DROITS DE L'HOMME. Tous les hommes dans la société sont libres, puisque la liberté de chacun ne doit être restreinte que par les Loix faites par lui. Tous les hommes sont égaux, puisque tous sont tenus d'obéir à la Loi: qu'elle doit contre la violence sa protection également à tous, sans faire exception de personne. mais ces Loix doivent être faites par les Nations & non par les Princes, qui ne sont que ses Officiers. les Rois ont passé leurs pouvoirs, lorsqu'ils ont réunis les fonctions incompatibles de Législateurs avec celles d'exécuteurs des volontés des Nations, qui seules leur appartenoient.

Parmi les Anciens comme parmi les Modernes, ce sont les Rois qui, par intérêt, ont fait des exceptions à ces Loix, en créant des patriciens, des Privilégiés, des Nobles, exceptés héréditairement de certaines Loix générales. Ces distinctions étoient nécessaires aux Princes pour se faire des créatures, pour soutenir leurs usurpations des droits des Peuples & continuer à les asservir.

Que les Nations ne s'y trompent pas, on dit aux Princes que le meilleur moyen d'être absolu est de se faire aimer de leurs Peuples. La puissance qui vient de l'amour des Peuples est sans doute la plus grande, mais elle est précaire & conditionnelle; jamais les Rois ne s'en contenteront s'ils n'y sont contraints. Un Sermoneur politique aura beau dire aux Rois que la force du peuple étant la leur, leur plus grand intérêt est que le Peuple soit nombreux & redoutable; ils sçavent très-bien que cela n'est pas vrai, que leur intérêt personnel est que le Peuple soit faible, misérable, afin qu'il ne puisse jamais leur résister.

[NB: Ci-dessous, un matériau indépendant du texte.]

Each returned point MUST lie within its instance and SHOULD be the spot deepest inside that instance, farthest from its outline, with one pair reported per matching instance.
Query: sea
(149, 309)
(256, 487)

J'avoue que ces maximes seroient très-vraies à l'égard des Princes, dominés par le seul amour du bien public; mais comme il en est des Rois ainsi que des autres hommes, que l'intérêt général est presque toujours secondaire, lorsqu'il est en concurrence avec l'intérêt particulier, il est naturel que les Princes, si on n'y met obstacle, donnent toujours la préférence à la maxime qui leur est la plus immédiatement utile; c'est ce que Machiavel a fait voir avec évidence. cet Auteur étoit un honnête homme & un bon citoyen. En feignant de donner des leçons aux Rois, il en a donné de grandes aux Peuples. Le Prince de Machiavel est le Livre des Républicains.

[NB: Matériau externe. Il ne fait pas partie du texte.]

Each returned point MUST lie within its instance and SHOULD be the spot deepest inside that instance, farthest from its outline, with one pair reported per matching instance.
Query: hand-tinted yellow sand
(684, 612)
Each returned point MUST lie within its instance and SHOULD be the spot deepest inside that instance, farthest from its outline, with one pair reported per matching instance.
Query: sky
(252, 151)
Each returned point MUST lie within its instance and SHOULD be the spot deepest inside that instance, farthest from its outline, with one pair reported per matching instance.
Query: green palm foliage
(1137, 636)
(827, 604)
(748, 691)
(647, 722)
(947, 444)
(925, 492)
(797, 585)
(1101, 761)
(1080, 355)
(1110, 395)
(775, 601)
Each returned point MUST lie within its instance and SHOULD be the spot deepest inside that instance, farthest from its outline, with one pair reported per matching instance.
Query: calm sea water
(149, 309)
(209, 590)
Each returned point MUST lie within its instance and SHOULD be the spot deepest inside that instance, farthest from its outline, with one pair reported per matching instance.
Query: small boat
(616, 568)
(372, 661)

On dit aux Peuples que les Rois, possédant par droit de conquête, doivent être obéis. Premièrement, le droit de la guerre ou du plus fort, n'est pas plus un droit que le pistolet d'un brigand qui me contraint de lui donner ma bourse. Une force ne fait pas droit. On n'est tenu d'obéir qu'aux Puissances légitimes.

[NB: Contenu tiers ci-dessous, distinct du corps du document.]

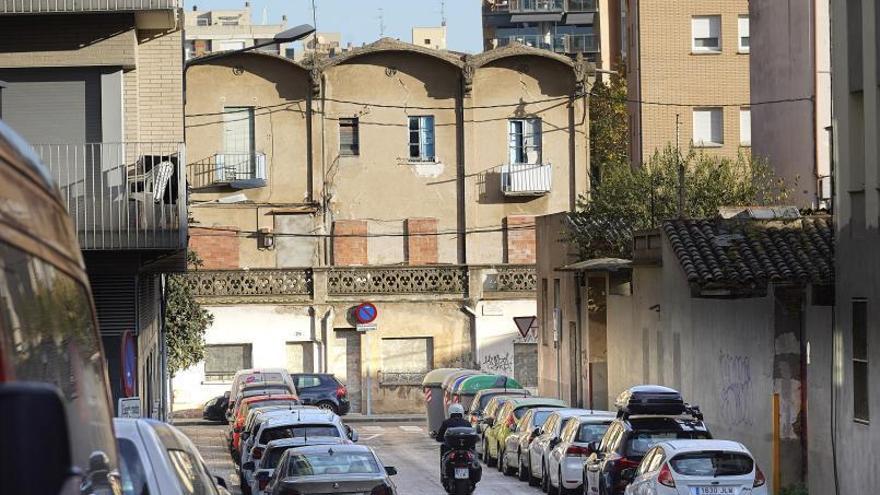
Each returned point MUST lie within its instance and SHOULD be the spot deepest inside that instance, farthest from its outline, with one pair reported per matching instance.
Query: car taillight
(759, 478)
(665, 477)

Restent donc les conventions pour base de toute autorité légitime; plusieurs ont prétendu, Grotius entr'autre, qu'un Peuple, comme un Particulier, pouvoit aliéner sa liberté & se rendre Sujet d'un Roi.

Aliéner, c'est donner ou vendre; or, un homme qui se fait esclave d'un autre, ne se donne ps, il se vend tout au moins pour sa subsistance; mais un Peuple, pourquoi se vend-il? Bien loin qu'un Roi fournisse à ses Sujets leur subsistance, il ne tire la sienne que d'eux, & selon Rabelais, un Roi ne vit pas de peu.

On dira que le despote assure à ses Sujets la tranquillité civile, soit: mais qu'y gagnent-t-ils, si les guerres que son ambition leur attire, si son insatiable avidité, si les vexations de son ministère les désolent plus que ne feroient leurs dissenssions? Qu'y gagnent-ils, si cette tranquillité est même une de leurs misères? On vit tranquille aussi dans les cachots; en est-ce assez pour s'y trouver bien? Les Grecs, enfermés dans l'antre du Cyclope, y vivoient tranquilles, en attendant que leur tour vint d'être dévorés; dire qu'un homme, qu'une Nation se donnent gratuitement, c'est dire une chose absurde, inconcevable; c'est supposer un homme qui n'est pas dans son bon sens, un Peuple de fous. La Folie ne fait pas droit.

Quand chacun pourroit s'aliéner lui-même, il ne peut aliéner ses enfants, ils naissent hommes & libres; nul n'a droit de disposer de leur liberté qu'eux. Ils peuvent aller où bon leur semble, si la vie domestique ou civile du pays où ils sont nés ne leur convient pas.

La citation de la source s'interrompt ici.